It is not difficult to notice, as Filipinos, the striking similarities between Shahnon Ahmad’s idyllic portrayal of Malaysia’s countryside and the sceneries of Philippine rural life. In the novel Rope of Ash (Rentong), we are given familiar images of typical countryside life in a remote village of Banggul Derdap: farmers scattering across various square fields, village rice lands looking like a “large single lake”, and typical village meals consisting of sticky rice and grated coconut. It is from these rustic images that our appreciation and understanding of Malaysian village life are vivid and familiar.
But while these rural sceneries are reminiscent to Philippine countryside life, it is also easy to understand how we are able to relate with Malaysian rural values which put emphasis on the importance of kinship and sense of community among rural folks. In the Philippines, headmaster Pak Senik is represented by a well-respected Barangay Captain or Purok Chairman whose leadership is central in maintaining harmony in a village. Similar to Philippine provinces, the lives of families in Banggul Derdap are closely knit since villagers are “dependent and independent from each other” for their living and sustenance. Because of this, it is almost unimaginable for village residents to isolate themselves from the community that works towards unity, order, and harmony.
If negative values such as violence, jealousy, and ambition disrupt the idealized notion of harmonious coexistence among villagers, then the community – being a structured social and political unit – has the power to isolate and make an outcast out of those who initiate societal division and conflict. However, it is interesting to note how, in the novel, we are given the perspective of the isolated; that is, we are given insights on how, at times, the society misjudges an individual based on past deeds and subverted opinion that challenges the prevalent view of the village group. In the novel, the isolated becomes vulnerable to malicious rumor and prejudgment of character; for instance, we are drawn to relate to Pak Kasa and Semaun’s violent character as similar to the popular Filipino adage: kung ano ang puno ay siyang bunga.
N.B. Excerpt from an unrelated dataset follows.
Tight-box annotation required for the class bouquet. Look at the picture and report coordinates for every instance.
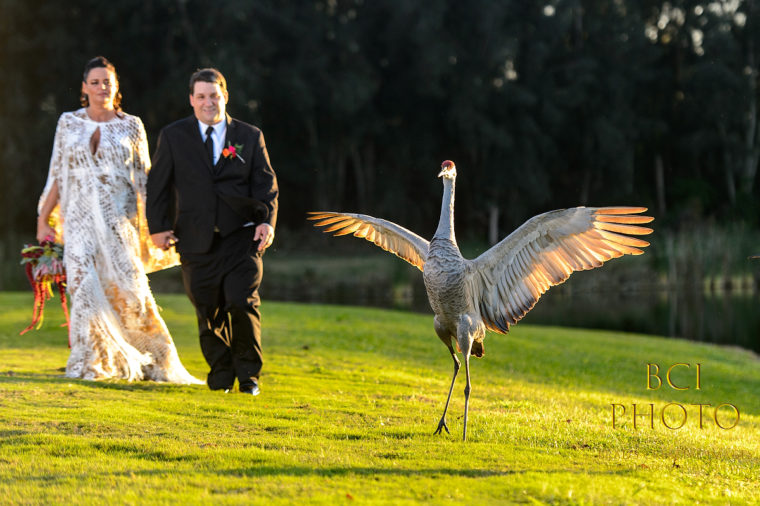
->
[20,237,69,335]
With societal seclusion, the isolated Semaun is forced to shape his character based on the presumptions of society; hostility and violence becomes his recourse to defend his family and their traditional ideals. Predictably, an ambitious character, personified by Dogol, is able to exploit this ambivalent and already delicate relationship between the society and the isolated. However, through the notable leadership style of headmaster Pak Senik, whose patience and compassion has led Semaun’s family to subtly acquire utang na loob or debt of gratitude from his goodwill, we can see how the gap between the community and its outcast is eventually narrowed and restored. This happened when the violent call to destroy Semaun’s property by fire was, towards the end of the story, prevented – signifying that the rope to tie, to connect the isolated with society did not burn and turn into ashes.